El otro día mi mujer se encontró con una llamada extraña del colegio: A mi hija Miranda se le había perdido un zapato.
Después de mucho esfuerzo, el colegio y la empresa a cargo de las actividades extraescolares encontraron la bota, en una busca que nos impresionó por el compromiso y la energía que pusieron en ello todas las partes implicadas. Fue como la batida en busca del niño perdido en Stranger Things pero a pequeña escala.
Miranda, horas después, recordó que durante la comida una niña se estuvo riendo de ella porque no tenía un zapato. Esa misma cría criticaba que, al parecer, Miranda tiene «una mamá rica que siempre le compra cosas bonitas».
Depositamos nuestra confianza en el sistema
Llegado el momento, no nos volvimos locos e hicimos lo que creímos lógico. O mejor dicho, lo hizo mi mujer. Yo estaba en un avión. El caso es que nos limitamos a dejar que las autoridades escolar lidiaran con la situación. No amenazamos a nadie, no pedimos ninguna cabeza y esperamos a ver cómo se resolvía la situación. Pusimos nuestra confianza en el sistema.
Durante todo el proceso, mi pequeña actuó con una entereza, una moderación y una madurez que se me escapa, como tantas cosas se me escapan en este pequeño milagro de casi siete años. Esta pequeña que a veces es la reina del drama y otras, Michelle Obama.

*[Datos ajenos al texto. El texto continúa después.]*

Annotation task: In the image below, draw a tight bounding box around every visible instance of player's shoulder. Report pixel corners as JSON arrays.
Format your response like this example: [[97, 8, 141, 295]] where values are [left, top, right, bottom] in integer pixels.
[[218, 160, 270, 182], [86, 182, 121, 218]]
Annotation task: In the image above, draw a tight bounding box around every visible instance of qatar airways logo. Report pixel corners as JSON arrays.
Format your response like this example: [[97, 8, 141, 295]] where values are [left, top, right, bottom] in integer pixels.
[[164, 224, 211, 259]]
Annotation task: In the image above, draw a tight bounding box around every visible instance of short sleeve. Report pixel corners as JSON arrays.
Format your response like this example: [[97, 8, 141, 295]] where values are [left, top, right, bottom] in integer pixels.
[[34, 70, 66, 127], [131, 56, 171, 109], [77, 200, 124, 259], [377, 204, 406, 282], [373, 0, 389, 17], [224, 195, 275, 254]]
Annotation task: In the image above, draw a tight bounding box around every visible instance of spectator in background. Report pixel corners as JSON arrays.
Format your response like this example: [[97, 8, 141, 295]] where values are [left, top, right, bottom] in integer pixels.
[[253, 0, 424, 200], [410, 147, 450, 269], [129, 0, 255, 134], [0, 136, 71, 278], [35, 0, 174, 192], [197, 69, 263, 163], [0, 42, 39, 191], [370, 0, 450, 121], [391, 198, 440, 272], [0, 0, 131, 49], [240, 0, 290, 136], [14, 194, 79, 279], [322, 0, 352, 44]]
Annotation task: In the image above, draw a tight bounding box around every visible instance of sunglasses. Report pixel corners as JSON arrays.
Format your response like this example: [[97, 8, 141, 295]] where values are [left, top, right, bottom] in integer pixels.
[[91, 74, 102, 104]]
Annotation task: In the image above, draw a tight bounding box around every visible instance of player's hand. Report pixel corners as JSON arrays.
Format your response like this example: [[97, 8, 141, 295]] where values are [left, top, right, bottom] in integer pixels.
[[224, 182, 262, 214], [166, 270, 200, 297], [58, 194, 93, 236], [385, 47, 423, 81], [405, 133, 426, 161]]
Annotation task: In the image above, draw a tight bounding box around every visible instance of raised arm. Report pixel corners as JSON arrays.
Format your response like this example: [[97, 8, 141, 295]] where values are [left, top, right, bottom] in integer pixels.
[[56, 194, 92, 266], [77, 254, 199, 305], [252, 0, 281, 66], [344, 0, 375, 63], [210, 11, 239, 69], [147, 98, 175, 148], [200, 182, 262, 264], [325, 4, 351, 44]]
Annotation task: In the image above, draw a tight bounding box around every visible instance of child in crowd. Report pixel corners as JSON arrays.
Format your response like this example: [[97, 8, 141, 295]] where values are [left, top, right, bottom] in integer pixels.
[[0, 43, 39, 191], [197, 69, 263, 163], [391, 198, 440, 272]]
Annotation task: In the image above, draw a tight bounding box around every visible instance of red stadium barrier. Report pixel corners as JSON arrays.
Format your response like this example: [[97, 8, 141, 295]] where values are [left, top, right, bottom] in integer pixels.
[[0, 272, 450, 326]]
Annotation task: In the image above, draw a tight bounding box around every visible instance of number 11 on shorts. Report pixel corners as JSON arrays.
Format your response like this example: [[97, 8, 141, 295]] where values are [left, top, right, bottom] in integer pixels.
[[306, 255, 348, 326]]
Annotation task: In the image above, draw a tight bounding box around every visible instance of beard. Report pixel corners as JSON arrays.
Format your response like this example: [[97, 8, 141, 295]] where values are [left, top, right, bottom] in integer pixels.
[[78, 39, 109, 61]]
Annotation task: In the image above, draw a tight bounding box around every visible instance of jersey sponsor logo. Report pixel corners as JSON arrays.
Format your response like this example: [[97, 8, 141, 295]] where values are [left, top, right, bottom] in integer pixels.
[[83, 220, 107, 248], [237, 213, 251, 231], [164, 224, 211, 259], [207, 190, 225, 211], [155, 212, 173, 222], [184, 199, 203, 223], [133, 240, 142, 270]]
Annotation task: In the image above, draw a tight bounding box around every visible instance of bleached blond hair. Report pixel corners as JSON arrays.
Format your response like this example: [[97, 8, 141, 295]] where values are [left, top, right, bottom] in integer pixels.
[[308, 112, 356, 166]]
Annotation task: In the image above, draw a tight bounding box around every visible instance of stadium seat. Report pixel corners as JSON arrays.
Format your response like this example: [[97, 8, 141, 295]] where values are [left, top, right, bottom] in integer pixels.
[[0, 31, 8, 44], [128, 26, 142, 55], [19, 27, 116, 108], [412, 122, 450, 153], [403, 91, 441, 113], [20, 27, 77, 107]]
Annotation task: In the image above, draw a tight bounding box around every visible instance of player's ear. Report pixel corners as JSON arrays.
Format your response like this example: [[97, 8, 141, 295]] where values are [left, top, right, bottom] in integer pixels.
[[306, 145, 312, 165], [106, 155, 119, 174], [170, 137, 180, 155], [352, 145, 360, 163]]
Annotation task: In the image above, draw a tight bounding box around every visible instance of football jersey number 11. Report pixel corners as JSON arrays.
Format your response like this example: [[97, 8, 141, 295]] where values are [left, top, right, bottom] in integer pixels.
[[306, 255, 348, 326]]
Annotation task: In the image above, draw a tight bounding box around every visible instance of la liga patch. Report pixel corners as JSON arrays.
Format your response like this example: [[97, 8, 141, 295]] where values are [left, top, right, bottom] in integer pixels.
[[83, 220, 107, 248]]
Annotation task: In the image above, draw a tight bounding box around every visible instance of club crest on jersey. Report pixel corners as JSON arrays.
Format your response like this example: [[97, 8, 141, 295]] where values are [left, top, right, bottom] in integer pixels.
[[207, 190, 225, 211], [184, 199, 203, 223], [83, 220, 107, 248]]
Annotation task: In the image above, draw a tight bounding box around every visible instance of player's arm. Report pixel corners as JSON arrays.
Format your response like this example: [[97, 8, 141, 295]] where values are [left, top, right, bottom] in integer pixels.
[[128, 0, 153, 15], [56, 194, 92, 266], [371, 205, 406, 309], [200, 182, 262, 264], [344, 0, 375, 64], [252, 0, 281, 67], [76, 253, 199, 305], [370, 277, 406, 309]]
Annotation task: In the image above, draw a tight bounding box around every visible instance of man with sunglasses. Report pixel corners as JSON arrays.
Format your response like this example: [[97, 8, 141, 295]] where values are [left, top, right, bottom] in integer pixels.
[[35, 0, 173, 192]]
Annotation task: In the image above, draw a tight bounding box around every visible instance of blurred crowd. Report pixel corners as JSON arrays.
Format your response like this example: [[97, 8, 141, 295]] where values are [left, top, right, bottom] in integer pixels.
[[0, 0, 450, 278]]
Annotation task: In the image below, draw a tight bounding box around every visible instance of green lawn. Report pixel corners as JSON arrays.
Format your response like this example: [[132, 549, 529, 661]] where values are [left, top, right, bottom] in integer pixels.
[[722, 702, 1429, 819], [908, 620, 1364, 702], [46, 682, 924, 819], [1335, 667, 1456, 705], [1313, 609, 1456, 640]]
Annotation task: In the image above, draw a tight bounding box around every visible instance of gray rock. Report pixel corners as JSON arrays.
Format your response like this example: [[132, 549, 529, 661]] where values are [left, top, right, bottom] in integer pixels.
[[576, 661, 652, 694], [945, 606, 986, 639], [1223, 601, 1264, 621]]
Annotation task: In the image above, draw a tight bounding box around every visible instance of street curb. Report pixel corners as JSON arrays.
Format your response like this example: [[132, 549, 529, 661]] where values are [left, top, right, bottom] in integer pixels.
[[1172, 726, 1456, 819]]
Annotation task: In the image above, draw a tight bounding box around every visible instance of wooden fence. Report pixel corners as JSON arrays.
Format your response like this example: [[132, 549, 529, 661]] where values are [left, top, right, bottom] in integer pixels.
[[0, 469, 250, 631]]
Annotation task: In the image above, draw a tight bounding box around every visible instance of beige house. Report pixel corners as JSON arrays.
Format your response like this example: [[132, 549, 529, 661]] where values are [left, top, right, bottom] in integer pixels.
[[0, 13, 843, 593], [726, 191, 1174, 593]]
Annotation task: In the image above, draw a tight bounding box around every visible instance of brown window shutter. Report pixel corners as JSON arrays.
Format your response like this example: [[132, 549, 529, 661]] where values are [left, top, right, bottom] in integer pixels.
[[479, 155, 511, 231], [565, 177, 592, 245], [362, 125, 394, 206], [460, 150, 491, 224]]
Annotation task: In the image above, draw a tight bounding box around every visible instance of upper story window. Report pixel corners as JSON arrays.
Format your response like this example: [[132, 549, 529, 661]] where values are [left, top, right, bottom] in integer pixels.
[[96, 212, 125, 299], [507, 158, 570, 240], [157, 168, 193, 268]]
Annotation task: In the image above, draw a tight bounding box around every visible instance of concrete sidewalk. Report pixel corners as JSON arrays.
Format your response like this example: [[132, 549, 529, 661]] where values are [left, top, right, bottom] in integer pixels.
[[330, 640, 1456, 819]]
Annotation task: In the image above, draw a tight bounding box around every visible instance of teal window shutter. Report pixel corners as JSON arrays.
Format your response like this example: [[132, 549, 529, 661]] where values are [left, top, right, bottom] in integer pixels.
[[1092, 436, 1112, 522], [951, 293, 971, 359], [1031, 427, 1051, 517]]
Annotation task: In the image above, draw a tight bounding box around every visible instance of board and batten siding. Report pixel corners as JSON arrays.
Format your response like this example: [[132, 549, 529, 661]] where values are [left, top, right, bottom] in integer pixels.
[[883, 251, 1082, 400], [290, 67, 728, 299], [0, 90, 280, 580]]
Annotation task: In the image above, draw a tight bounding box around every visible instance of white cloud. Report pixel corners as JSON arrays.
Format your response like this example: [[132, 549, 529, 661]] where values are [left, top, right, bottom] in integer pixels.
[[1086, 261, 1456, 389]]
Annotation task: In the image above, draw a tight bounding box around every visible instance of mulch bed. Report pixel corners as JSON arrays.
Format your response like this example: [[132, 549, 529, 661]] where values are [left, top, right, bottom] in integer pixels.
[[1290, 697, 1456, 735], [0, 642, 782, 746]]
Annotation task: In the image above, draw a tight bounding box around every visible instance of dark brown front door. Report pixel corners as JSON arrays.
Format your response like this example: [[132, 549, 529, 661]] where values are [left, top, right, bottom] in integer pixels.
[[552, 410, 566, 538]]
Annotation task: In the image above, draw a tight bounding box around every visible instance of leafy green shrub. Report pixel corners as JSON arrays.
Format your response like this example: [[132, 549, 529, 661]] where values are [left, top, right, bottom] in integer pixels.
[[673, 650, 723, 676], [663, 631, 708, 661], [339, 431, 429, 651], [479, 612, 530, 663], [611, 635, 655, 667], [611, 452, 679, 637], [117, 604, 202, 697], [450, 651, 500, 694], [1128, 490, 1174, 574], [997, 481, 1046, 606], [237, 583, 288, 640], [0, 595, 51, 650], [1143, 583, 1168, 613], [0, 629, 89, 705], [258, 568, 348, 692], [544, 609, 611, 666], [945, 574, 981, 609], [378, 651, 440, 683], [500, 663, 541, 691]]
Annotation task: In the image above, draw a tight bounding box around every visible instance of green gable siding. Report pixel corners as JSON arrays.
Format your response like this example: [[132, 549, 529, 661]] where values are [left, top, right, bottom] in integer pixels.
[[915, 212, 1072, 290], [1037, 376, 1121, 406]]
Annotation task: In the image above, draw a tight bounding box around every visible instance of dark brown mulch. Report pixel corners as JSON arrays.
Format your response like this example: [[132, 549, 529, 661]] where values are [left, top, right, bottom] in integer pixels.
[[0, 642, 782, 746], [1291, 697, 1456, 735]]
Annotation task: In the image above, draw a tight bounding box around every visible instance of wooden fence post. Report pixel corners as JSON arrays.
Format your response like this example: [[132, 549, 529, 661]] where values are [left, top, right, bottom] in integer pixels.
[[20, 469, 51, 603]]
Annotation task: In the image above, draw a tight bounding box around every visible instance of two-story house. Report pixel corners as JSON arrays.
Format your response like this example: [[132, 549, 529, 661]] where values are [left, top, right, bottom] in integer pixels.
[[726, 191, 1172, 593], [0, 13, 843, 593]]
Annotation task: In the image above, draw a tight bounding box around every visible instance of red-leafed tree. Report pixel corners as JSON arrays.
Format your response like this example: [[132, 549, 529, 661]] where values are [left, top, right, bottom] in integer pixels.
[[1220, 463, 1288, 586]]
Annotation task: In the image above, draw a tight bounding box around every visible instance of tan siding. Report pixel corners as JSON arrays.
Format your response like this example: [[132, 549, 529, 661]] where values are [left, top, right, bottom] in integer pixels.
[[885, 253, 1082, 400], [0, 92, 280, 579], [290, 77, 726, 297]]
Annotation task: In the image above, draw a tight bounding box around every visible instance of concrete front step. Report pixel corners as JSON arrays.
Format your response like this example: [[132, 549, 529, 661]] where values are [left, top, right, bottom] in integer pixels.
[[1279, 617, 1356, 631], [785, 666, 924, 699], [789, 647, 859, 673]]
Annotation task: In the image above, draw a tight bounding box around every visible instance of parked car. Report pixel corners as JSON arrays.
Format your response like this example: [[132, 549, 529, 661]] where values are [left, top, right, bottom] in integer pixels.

Pero si el orgullo que siento por mi hija es enorme, también es frecuente. De lo que quería hablar realmente es del orgullo que me produce formar parte de un sistema público que, cuando todos los engranajes funcionan, como es nuestro caso, es una puñetera maravilla.
La diferencia entre ‘news’ y ‘olds’
Mis hijos van todas las mañanas a un colegio esencialmente gratuito en el que infinidad de profesionales se dejan la cordura y enormes cantidades de amor para hacer de ellos mejores personas. Me consta que lo consiguen y nunca tengo ocasión para agradecérselo lo suficiente. Asimismo, varias empresas de extraescolares contratadas por el Ampa se encarga de atender intereses o necesidades especiales con idéntico esfuerzo.
Justo mientras mi mujer me explicaba por correo electrónico esta historia, mi conductor de Uber aprovechaba su viaje desde el JFK hasta el centro de Manhattan para explicarme cómo se pasó cuatro años sin ver a sus hijos, en sus mejores años, para emigrar desde Nepal y, más adelante, llevárselos a EEUU y darles una buena educación.
Yo estoy dando a mis hijos la mejor educación a mi disposición en mi propio país y cada mañana les puedo abrazar, preparar el desayuno o –me pasó una vez– ponerles los zapatos del revés con cómico resultado. Todo esto no es noticia, pero me hace sentir extremadamente feliz. Incluso en estas ocasiones en las que se tuercen las cosas, mi hija aprende lecciones sobre la vida, la tolerancia y la resolución de conflictos que no podría aprender en otras circunstancias educativas.
Miles de españoles damos por sentado algo que es un logro sorprendente, un activo que deberemos defender y transformar durante los años venideros, frente a cualquier tentación de desmontarlo y convertirlo en un mero negocio. Se trata de algo que muchos sabemos, pero en lo que sólo te da por pensar cuando una bota termina en el retrete.